X-Message-Number: 2270
Date: 19 May 93 23:41:32 EDT
From: "BROOK H. NORTON" <>
Subject: CRYONICS; Reanimation; reply to T.Donaldson

> = text from T. Donaldson

>The newly created version of the patient should NOT be created in the frozen
> state. Thawing itself will cause fatal damage, even assuming that we can
> project from the patient's state to what that patient's state would be if
> frozen in a perfect condition. This point has been made before.

What is the basic problem with thawing from an undamaged frozen state?

>It will take more than AI alone to recover the patient from a map of the
> location of his/her molecules. We still need to understand a good deal more
> about just what the state of a live person is, chemically. We don't yet
> understand how memory works, nor IN DETAIL where it is stored. Therefore
> no amount of AI can tell us how to put it back there.

The nice thing about reanimation is that we don't have to know how memory
works in detail to fully restore the memories.  All we have to do is infer
what freeze damage has been done and then return the structure to
its original form (assuming the memories are in tact prior to freezing).
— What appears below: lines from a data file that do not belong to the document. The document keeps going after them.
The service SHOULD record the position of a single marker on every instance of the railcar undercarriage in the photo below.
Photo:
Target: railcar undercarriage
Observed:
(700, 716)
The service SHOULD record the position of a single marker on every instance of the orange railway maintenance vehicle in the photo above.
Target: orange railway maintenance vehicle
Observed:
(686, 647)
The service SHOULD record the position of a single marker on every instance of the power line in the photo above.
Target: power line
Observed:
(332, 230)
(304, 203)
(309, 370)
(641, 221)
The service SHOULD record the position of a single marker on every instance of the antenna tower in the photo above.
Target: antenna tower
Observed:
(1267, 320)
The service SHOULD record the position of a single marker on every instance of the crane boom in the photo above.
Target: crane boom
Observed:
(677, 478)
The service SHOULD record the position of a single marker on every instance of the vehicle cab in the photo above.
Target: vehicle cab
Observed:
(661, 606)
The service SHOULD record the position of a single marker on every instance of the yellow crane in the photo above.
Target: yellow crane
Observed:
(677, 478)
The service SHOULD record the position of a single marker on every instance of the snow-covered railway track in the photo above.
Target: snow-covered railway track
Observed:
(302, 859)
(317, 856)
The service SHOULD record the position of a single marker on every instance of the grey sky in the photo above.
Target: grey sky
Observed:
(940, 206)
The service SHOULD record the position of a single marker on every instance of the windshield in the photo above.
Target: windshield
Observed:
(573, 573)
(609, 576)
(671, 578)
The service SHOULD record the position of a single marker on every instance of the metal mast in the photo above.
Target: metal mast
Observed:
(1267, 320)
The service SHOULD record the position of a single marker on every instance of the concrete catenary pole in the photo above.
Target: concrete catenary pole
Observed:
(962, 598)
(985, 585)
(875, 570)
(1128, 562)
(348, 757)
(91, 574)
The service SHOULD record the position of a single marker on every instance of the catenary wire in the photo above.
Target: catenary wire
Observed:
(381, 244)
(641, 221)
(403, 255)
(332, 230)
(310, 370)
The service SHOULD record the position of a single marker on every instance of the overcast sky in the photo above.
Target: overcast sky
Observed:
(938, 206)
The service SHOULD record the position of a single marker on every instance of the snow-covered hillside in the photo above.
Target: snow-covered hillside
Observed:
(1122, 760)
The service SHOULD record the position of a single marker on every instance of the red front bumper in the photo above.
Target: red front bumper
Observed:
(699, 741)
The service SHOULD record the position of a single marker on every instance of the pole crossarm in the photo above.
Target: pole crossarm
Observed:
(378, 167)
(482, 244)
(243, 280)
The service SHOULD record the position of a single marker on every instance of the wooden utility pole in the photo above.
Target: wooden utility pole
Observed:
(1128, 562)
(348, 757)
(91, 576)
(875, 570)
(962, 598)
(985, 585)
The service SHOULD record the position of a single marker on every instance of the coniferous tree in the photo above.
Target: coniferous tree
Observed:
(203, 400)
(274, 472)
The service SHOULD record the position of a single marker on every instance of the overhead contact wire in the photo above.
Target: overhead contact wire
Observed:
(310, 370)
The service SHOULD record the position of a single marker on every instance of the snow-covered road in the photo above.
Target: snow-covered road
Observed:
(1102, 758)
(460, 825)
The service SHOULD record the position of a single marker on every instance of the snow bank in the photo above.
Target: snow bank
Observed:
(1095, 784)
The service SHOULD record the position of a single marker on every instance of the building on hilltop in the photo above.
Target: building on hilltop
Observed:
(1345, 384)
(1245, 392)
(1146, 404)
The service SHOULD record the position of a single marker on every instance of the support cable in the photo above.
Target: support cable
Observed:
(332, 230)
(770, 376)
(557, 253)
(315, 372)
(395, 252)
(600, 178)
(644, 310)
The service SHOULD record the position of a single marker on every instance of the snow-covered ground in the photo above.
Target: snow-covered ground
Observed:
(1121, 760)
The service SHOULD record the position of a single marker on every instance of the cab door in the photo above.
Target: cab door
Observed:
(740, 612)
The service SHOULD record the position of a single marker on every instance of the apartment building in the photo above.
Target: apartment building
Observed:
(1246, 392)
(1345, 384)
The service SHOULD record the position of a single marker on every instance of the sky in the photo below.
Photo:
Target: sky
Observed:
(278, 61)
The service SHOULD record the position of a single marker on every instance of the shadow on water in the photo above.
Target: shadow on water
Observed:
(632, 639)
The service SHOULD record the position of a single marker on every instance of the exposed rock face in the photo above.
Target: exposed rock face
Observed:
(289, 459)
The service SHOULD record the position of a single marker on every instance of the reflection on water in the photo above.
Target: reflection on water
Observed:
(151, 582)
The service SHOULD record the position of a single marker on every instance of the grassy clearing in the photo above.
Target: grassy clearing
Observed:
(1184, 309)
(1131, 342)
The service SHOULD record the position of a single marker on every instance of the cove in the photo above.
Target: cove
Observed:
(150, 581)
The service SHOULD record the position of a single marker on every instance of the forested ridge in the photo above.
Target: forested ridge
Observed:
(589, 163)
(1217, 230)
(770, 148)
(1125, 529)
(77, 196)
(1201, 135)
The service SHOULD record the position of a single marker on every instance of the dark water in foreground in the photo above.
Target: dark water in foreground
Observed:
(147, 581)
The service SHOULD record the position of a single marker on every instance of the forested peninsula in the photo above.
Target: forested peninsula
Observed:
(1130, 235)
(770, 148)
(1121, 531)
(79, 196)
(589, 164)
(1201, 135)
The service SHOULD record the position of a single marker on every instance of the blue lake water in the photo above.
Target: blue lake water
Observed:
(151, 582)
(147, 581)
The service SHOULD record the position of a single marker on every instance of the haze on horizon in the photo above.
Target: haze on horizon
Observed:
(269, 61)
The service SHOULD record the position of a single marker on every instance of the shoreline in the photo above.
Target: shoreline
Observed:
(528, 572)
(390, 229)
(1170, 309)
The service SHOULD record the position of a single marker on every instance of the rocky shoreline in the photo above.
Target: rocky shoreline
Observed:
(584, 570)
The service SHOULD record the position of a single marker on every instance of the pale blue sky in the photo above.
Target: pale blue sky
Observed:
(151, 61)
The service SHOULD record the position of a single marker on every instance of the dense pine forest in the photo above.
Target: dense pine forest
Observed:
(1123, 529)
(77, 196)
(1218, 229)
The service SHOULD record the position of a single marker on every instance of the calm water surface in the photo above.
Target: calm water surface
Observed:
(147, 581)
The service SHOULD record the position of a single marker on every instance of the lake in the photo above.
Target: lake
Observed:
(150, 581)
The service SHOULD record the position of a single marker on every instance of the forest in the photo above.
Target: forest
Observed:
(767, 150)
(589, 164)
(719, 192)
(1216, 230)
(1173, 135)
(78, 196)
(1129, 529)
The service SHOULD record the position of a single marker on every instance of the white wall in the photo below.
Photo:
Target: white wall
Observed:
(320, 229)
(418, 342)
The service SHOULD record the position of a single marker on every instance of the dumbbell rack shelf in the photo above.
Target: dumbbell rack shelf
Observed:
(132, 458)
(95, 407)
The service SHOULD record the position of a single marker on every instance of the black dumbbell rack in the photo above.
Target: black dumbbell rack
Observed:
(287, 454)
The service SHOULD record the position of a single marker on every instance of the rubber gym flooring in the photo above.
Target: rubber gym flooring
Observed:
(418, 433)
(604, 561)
To summarize one variation on this alternate reanimation: You disassemble
the frozen patient, molecule by molecule, recording their damaged positions
on a computer.  You apply AI algorithms to the software pattern
of the patient to construct a healthy pattern for the patient.  You
assemble from scratch (perhaps in a different room from where the damaged
patient is stored) the healthy patient.

This procedure doesn't require any more information than the procedure
described in "CRYONICS - Reaching for Tomorrow".  It just seems to me a
simpler way to handle the logistics.  In both reanimation scenarios the
damaged patient must be examined at the molecular level, the freeze
damage must be assessed, and the damage reversed.  Both scenarios have
the same flow of information.  Only the logistics are different.